I mentioned that Podesta reported this email to his I.T. department. So, what happened after this? The I.T. staff also concluded the email did not look legitimate. They recommended that he change his password anyway, to be sure, and sent Podesta a proper link to use instead of the masked bit.ly link. (This is not a bad recommendation; whenever there’s any chance your account information has been compromised, it’s a good time to create a new, secure password.)
Wait—if Podesta caught the malicious email, how did he get hacked?
Up to this point in the story, everything seems to have gone right. Podesta was vigilant. His I.T. team confirmed his skepticism of the malicious email. Podesta followed the good practice to update his password following the scare (even though it appears his account apparently had not been accessed).

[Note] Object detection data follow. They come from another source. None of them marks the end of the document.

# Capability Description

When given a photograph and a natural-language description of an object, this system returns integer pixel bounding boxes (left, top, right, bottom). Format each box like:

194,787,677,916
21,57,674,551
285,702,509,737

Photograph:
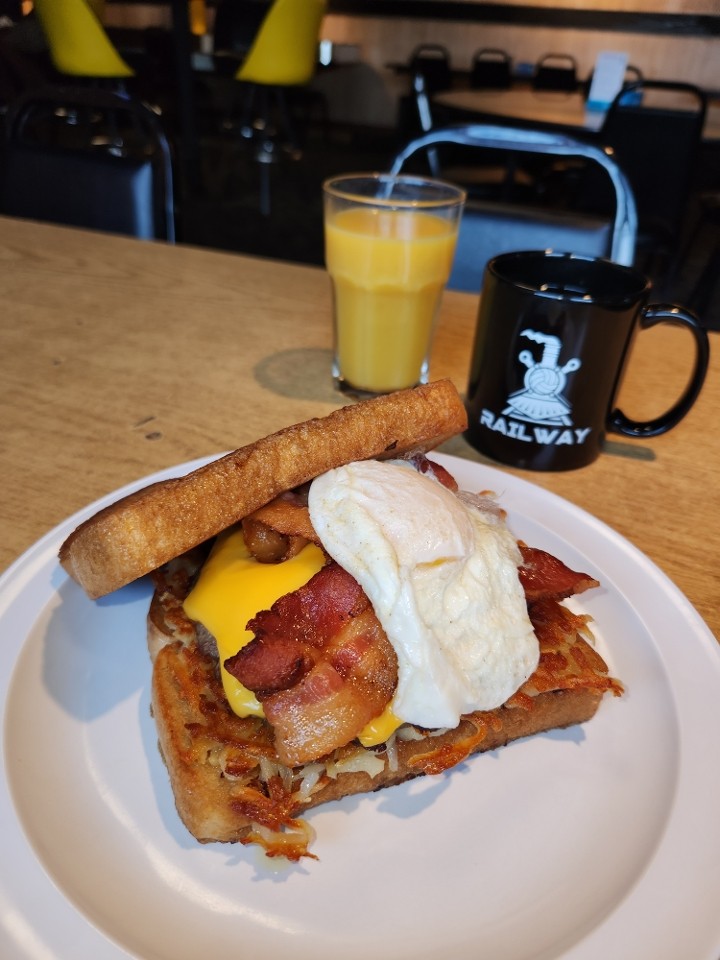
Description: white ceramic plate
0,457,720,960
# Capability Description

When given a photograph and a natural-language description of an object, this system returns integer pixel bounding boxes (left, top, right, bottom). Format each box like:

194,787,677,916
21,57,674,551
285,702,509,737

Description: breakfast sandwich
60,381,622,861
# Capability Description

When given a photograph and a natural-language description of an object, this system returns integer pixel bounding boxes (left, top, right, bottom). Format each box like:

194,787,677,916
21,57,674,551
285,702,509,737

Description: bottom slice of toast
152,600,622,860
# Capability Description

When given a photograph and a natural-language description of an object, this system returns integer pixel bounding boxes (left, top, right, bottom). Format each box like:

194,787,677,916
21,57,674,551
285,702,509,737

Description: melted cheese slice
183,528,325,717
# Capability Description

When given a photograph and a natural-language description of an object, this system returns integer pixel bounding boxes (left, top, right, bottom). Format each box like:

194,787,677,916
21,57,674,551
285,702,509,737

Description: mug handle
608,303,710,437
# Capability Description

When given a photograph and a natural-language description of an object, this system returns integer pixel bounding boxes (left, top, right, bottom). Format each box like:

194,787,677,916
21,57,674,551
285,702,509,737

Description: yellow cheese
358,700,403,747
184,528,325,717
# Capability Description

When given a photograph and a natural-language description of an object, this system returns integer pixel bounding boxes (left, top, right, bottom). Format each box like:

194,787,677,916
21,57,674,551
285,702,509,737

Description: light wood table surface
432,85,720,143
0,218,720,642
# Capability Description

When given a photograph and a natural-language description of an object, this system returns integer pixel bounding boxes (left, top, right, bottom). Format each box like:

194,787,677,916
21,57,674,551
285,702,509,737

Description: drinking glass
323,173,465,396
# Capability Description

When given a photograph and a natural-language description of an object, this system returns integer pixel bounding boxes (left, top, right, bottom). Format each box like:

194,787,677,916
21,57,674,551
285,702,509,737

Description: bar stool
228,0,327,214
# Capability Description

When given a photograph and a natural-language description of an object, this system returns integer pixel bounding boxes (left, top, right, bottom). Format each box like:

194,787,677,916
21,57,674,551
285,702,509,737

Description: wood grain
0,218,720,636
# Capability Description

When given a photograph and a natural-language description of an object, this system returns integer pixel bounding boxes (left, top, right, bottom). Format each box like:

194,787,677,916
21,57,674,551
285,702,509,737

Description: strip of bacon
225,563,397,766
518,542,600,601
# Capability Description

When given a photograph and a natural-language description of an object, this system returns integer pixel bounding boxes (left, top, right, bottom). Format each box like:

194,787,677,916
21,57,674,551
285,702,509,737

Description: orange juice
325,207,457,392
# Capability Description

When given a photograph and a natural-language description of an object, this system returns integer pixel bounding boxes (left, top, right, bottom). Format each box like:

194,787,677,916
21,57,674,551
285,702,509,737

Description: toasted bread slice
148,562,622,860
60,380,467,599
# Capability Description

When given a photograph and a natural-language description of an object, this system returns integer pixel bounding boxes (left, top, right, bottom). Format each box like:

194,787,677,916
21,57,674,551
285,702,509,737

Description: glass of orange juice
323,173,465,396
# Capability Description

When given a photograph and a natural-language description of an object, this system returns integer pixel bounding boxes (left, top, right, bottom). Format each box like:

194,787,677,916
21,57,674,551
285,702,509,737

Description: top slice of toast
60,380,467,599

Ultimately, a failure of communication occurred. The new link (sent by Podesta’s I.T. department) either did not make it to him or it was not clearly instructed which link to use. Podesta followed instructions to reset his password but unfortunately used the original, malicious bit.ly link to do so. An unauthorized party gained access to his email—and that’s where the news outlets picked up on the story, with Podesta’s emails compromised and distributed through Wikileaks.
What could have prevented the Podesta email hacking?
Podesta and his I.T. staff missed one crucial step in the process of dealing with potentially harmful emails: They should have deleted the email as soon as they suspected it was malicious.
A single email and human error was all it took to kick off a firestorm of media coverage, government sanctions, and enough finger pointing to last us a lifetime. It wasn’t a grand intelligence with custom software that masterminded this hack, it was one of the easiest and most effective methods known, using what everyone already has on their computers.